- 3 cups unbleached white flour, plus more for kneading
- 2 sprigs fresh rosemary leaves, minced
- 1 pkt (2 ¼ tsp) active dry yeast
- 1 tsp kosher salt
- 2 Tbsp olive oil, plus more for brushing
- 1 cup warm water (114°F)
- 2 heads garlic
- 1 cup pizza sauce, or to taste (We used LifeSource Deli pizza sauce)
- 2 cups shredded mozzarella cheese
- 1 bunch fresh basil
- Make the Dough: In a large mixing bowl, whisk together flour, rosemary, yeast, and kosher salt. Stir in olive oil and warm water. A shaggy dough will form.
- Turn dough out onto a floured surface. Knead for 3-4 minutes, until the dough becomes smooth and elastic. Add a little more flour to your hands and surface if it begins to stick.

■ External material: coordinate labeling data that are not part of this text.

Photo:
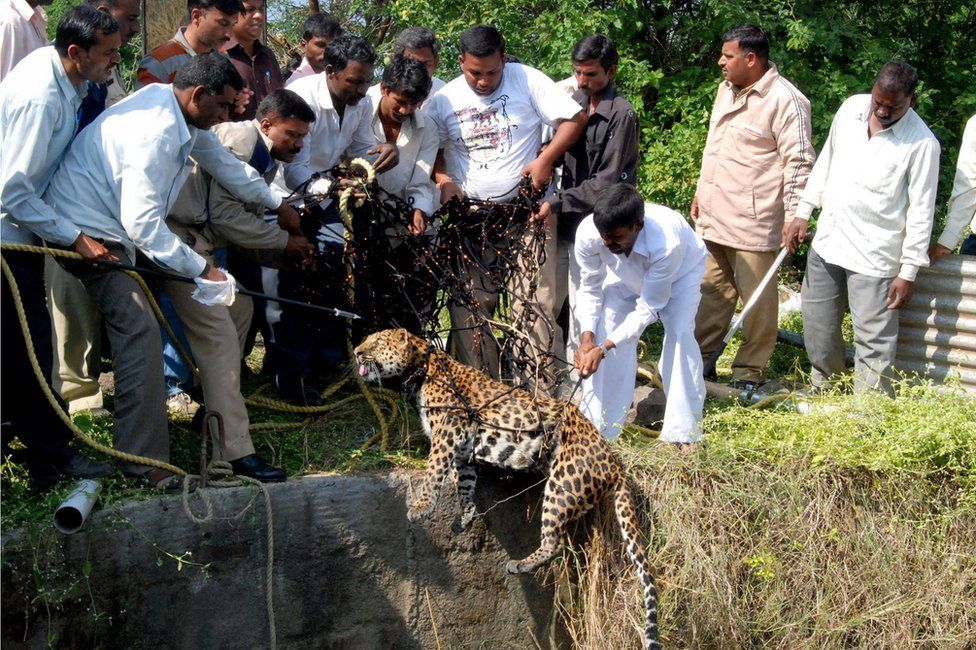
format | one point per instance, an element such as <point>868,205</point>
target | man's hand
<point>388,156</point>
<point>345,183</point>
<point>794,232</point>
<point>212,273</point>
<point>449,190</point>
<point>899,293</point>
<point>545,212</point>
<point>242,99</point>
<point>92,250</point>
<point>419,224</point>
<point>289,219</point>
<point>540,170</point>
<point>936,251</point>
<point>299,248</point>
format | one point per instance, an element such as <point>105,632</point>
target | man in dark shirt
<point>254,61</point>
<point>604,155</point>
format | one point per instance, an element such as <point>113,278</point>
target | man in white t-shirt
<point>490,121</point>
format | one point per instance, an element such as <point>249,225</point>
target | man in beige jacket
<point>207,216</point>
<point>756,162</point>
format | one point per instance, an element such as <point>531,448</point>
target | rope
<point>43,382</point>
<point>346,214</point>
<point>220,474</point>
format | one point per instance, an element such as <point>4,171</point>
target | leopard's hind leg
<point>465,479</point>
<point>562,503</point>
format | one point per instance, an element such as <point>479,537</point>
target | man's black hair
<point>481,41</point>
<point>82,26</point>
<point>321,26</point>
<point>897,77</point>
<point>416,38</point>
<point>408,77</point>
<point>212,70</point>
<point>751,39</point>
<point>346,48</point>
<point>111,4</point>
<point>617,206</point>
<point>285,105</point>
<point>596,46</point>
<point>229,7</point>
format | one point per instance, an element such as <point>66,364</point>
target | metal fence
<point>937,329</point>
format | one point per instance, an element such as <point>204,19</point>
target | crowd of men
<point>194,172</point>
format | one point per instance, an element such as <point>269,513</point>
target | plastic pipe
<point>70,516</point>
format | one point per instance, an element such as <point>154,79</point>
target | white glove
<point>210,292</point>
<point>321,186</point>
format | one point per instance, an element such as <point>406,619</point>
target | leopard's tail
<point>623,501</point>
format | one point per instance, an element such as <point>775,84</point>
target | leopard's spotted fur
<point>470,417</point>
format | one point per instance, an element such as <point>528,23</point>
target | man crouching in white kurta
<point>639,262</point>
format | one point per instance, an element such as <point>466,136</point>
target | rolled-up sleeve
<point>26,156</point>
<point>923,180</point>
<point>654,296</point>
<point>420,188</point>
<point>589,295</point>
<point>962,202</point>
<point>795,147</point>
<point>242,181</point>
<point>811,197</point>
<point>143,203</point>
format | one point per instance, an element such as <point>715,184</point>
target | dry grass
<point>784,551</point>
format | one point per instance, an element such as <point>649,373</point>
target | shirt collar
<point>180,37</point>
<point>642,246</point>
<point>26,11</point>
<point>604,107</point>
<point>70,90</point>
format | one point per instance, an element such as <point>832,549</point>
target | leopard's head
<point>387,354</point>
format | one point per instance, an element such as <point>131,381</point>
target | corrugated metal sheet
<point>937,329</point>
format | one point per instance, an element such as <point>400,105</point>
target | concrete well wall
<point>350,571</point>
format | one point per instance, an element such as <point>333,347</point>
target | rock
<point>649,406</point>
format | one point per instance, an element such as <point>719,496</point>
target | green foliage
<point>830,50</point>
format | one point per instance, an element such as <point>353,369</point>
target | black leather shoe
<point>256,468</point>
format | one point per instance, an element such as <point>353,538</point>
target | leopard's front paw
<point>420,510</point>
<point>467,516</point>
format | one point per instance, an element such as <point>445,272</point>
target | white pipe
<point>73,511</point>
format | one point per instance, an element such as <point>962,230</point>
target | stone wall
<point>349,572</point>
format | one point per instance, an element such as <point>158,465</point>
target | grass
<point>850,526</point>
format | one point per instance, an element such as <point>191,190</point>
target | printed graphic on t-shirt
<point>486,131</point>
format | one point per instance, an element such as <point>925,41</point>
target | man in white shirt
<point>395,290</point>
<point>118,182</point>
<point>303,344</point>
<point>421,44</point>
<point>75,322</point>
<point>639,263</point>
<point>491,120</point>
<point>319,30</point>
<point>22,30</point>
<point>39,102</point>
<point>962,202</point>
<point>875,182</point>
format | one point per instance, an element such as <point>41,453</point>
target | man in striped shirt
<point>209,28</point>
<point>756,162</point>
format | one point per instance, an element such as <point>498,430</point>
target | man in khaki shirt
<point>756,162</point>
<point>206,216</point>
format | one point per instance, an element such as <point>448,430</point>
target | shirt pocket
<point>751,141</point>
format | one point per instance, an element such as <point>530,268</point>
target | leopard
<point>471,418</point>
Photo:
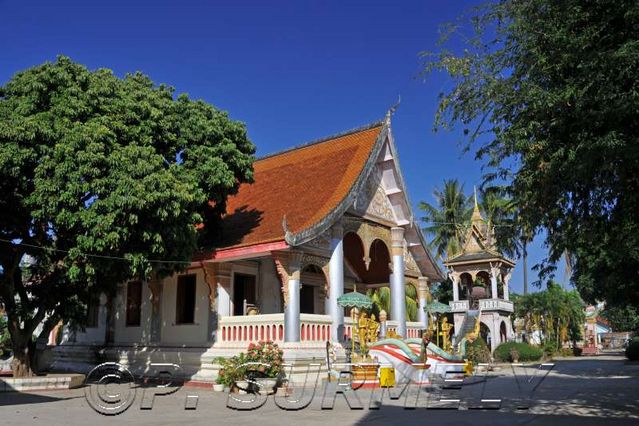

- Oil your mixing bowl. Place dough back into the bowl, and brush with a little more oil. Cover bowl with plastic wrap or a clean kitchen towel. Allow to rise for 60-90 minutes, or until doubled in size in a warm, draft free area.
- Roast the Garlic: While the dough is rising, preheat the oven to 400°F. Peel the papery outer layer off of the garlic heads, and slice off ¼-½ inch off the top, so all of the cloves are exposed. Brush exposed cloves with a little more olive oil. Wrap in foil, and bake in a shallow baking dish for 30-40 minutes.
- Once garlic is cool enough to handle, squeeze cloves from their skins, or remove with a small fork. Chop and set aside.
- Make the Pizza: Preheat the oven to 475°F. Lightly oil a large rimmed baking sheet.
- Punch down the dough to remove the air bubbles. Divide in half.
- Using lightly floured hands, form one half into a 12-in circle. Carefully move it to your prepared sheet pan. If there are any thin spots or holes, pinch them together with your fingers. Flatten any extra thick spots as well.
- Brush your crust with more olive oil. Sprinkle on half the roasted garlic. Spoon on half of the pizza sauce, spreading it evenly. Leave a 1-inch border for the crust. Sprinkle on half of the cheese.
- Bake pizza for 12-15 minutes, or until the crust is golden and cheese is bubbly. Sprinkle with torn fresh basil leaves. Serve hot.
- Repeat steps 8-10 for the second pizza.